Jakarta (ANTARA News) - Wakil Presiden Jusuf Kalla menyampaikan keterangan sebagai saksi meringankan di persidangan peninjauan kembali (PK) terhadap kasus dugaan korupsi penyelenggaraan dana haji dengan terdakwa mantan menteri agama Suryadharma Ali di Pengadilan Tindak Pidana Korupsi Jakarta, Rabu pagi.

"Jadi ya memang begitu PMK-nya (peraturan menteri keuangan), dengan 80 persen dan lumpsum yang fleksibel dan diskresi, artinya itu sangat tergantung pemakai atau menteri saja," kata Wapres Jusuf Kalla usai bersaksi di Pengadilan Tipikor Jakarta, Rabu.

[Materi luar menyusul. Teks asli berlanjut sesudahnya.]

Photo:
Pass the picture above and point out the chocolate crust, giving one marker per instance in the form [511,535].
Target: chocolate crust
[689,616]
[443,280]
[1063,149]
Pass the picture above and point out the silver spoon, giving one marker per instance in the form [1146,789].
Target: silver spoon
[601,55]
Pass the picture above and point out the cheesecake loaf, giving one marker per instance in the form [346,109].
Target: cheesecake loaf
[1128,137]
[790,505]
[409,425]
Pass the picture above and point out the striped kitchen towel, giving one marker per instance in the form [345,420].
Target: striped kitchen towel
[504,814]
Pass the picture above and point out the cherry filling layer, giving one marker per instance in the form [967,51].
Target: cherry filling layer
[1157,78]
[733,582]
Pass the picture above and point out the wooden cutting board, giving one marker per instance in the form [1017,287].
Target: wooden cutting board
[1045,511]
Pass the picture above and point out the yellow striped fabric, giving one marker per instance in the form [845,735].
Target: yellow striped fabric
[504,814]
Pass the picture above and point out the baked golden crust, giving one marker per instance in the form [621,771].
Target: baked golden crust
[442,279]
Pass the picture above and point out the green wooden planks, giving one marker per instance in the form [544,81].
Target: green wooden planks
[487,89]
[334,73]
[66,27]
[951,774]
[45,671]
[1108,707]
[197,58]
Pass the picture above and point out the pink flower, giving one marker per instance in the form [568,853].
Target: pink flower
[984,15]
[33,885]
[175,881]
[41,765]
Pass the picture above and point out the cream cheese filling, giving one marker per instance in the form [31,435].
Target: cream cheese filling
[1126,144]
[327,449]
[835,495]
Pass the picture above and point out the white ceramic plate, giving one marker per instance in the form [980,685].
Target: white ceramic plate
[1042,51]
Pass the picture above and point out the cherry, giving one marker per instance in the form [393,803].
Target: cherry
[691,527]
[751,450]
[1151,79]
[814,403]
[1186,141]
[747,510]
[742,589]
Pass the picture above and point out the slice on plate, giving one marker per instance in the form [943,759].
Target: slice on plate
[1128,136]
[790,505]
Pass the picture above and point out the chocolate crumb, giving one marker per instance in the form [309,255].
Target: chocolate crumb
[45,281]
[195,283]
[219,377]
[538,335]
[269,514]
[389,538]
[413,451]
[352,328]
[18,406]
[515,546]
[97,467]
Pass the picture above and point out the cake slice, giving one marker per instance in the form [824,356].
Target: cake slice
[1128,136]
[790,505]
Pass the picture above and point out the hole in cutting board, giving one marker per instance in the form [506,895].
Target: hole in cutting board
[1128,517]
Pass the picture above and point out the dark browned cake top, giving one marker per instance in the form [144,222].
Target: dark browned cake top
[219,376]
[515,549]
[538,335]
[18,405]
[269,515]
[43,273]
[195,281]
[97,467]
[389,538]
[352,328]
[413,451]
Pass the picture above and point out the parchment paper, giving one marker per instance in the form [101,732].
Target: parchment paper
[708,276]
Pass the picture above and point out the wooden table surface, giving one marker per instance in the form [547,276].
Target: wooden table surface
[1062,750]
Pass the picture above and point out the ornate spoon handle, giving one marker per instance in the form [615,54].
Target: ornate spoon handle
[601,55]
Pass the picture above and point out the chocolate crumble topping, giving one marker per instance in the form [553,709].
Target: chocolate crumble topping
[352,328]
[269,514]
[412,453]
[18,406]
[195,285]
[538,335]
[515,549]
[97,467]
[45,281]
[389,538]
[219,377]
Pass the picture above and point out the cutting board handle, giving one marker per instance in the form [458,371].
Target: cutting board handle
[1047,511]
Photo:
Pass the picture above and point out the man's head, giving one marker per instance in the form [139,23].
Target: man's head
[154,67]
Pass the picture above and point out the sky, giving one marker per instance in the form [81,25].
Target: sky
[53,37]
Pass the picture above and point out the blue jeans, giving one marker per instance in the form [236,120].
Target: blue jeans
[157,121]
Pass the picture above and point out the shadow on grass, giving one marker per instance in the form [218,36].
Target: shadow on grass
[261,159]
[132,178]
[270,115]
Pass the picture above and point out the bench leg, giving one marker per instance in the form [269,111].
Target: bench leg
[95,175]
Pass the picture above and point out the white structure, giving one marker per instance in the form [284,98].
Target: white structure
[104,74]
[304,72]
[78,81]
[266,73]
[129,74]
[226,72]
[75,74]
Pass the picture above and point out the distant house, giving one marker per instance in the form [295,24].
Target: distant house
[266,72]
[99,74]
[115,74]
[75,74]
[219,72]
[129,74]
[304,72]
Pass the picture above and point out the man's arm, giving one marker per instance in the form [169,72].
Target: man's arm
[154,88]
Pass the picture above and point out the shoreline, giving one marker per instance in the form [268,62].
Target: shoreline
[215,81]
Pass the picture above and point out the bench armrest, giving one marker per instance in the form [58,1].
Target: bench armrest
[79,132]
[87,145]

Menurut Kalla, Suryadharma Ali sudah mengelola dana operasional menteri (DOM) sesuai dengan peraturan menteri keuangan yang berlaku saat itu.

"Saya melihat ini untuk menteri dan pejabat sederajat mendapatkan gaji Rp19 juta, karena itu dalam menjalankan tugasnya pemerintah memberikan dana operasional sebanyak Rp120 juta yang sejak 2006 diatur di Peraturan Menteri Keuangan, yang kemudian diperbaiki dalam PMK Nomor 28, yang memberikan keleluasaan untuk menggunakan dana operasional menteri," jelas Kalla.

Jusuf Kalla menjelaskan pertimbangan Pemerintah menetapkan dana operasional menteri tersebut adalah penggunaan 'lumpsump' sebesr 80 persen oleh menteri, kemudian 20 persen sisanya untuk anggaran yang dipertanggungjawabkan.

Penggunaan dana operasional menteri tersebut sebelumnya diatur dalam PMK Nomor 3/PMK 06.2006. Namun kemudian peraturan menteri tersebut direvisi menjadi PMK No 268/PMK.05/2014. Sehingga, menurut Wapres Kalla, PMK Nomor 3 Tahun 2006 secara otomatis tidak berlaku.

"Ya (PMK) Nomor 3/2006 memang dibutuhkan pertanggungjawaban, namun keluarnya PMK yang baru berarti mencabut PMK nomor 3 itu. Sehingga tidak perlu ada pertanggungjawaban rinci lagi; sehingga yang (PMK) 2006 itu tidak berlaku lagi setelah keluarnya PMK yang baru," jelas Jusuf Kalla.

Dalam perkara ini, Suryadharma terbukti melakukan sejumlah tindak pidana korupsi, termasuk menunjuk Petugas Penyelenggara Ibadah Haji (PPIH) selama 2010-2013 sekaligus pendamping Amirul Hajj (pemimpin rombongan haji) yang tidak kompeten yaitu istrinya Wardatul Asriya, anak, menantu, ajudan, pegawai pribadi, sopir, sopir istri hingga pendukung istrinya.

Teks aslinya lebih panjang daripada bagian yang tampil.